Though the CCP could not eradicate the Catholic Church in China, it succeeded in dividing it. Mariani’s secret history traces the origins of a deep split in the Chinese Catholic community, where relations between the “Patriotic” and underground churches remain strained even today.
People, Communities, and the Catholic Church in China (Co-edited by Fr. Mariani and Cindy Chu)
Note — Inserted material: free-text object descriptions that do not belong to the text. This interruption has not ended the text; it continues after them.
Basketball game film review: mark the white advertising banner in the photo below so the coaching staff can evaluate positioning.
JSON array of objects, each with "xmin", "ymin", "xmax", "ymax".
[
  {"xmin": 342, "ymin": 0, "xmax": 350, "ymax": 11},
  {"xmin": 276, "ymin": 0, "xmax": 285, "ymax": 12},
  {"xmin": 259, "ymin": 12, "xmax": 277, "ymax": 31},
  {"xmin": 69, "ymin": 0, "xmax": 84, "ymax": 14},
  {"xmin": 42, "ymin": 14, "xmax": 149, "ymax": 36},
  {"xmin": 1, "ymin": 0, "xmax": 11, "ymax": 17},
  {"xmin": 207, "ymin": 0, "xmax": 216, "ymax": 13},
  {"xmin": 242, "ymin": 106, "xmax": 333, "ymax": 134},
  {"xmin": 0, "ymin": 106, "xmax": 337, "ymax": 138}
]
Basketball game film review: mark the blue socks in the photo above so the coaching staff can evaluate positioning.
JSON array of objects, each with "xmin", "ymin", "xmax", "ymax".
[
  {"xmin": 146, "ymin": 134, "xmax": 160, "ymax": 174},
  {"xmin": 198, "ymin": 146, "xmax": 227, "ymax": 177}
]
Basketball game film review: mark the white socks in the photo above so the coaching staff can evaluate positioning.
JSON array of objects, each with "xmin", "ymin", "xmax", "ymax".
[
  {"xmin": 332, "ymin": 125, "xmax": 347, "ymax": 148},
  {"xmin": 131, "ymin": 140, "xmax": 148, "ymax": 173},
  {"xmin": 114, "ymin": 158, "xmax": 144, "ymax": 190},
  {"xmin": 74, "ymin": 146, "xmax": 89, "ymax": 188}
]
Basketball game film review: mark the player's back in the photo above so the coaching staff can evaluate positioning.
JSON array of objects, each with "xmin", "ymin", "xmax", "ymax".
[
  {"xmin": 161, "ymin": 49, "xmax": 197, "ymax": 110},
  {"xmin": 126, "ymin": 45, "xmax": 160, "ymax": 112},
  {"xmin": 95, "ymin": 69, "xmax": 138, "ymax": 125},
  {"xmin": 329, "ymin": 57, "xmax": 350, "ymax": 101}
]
This edited volume explores various facets of the Catholic Church in post-Maoist China. The eight contributions successively focus on the impact of state control over Catholic communities during the late twentieth century, the influence of ecclesial figures like Bishop Aloysius Jin Luxian (1916–2013) in Shanghai and Joseph Cardinal Zen Ze-kiun (1932–) in Hong Kong, the role of Catholic institutions like the Studium Biblicum Franciscanum Sinense and the Jinde Charities Foundation, as well as the significance of the Sheshan Miracle, which occurred near Shanghai in March 1980 and the ongoing transformation of youth ministry in mainland China. A key feature of this book is that contributors offer insiders’ points of view since most of them are Catholic clergy members involved in the transformation of the Church in China. Together, they provide a rich account of the many factors and actors that shape the evolving reality of Chinese Catholicism. Consequently, this book illustrates how Chinese Catholics and their institutions cannot be reduced to a mere political question or to issues of religious freedom, an approach that unduly dominates most debates on Chinese Catholicism. While complicated church – state relations are carefully revisited, contributors open new doors of investigation, showing for instance how popular piety, social work and younger generations question the ways in which Chinese Catholicism takes shape today. Although one might have hoped that some chapters would have adopted a more critical and analytical approach, the scope and coherence of the volume can only benefit those interested in contemporary Chinese Catholicism. The conversations it initiates call for further inquiry on how Chinese Catholicism responds to and contrasts with other Chinese religions – including Chinese Protestantism. While all religions – either in Taiwan or in mainland China – have shown great signs of vitality, the number of Catholics somehow stagnates in mainland China and declines in Taiwan. This particularism remains unexplained and calls for further investigation with cross-religious and transregional attention.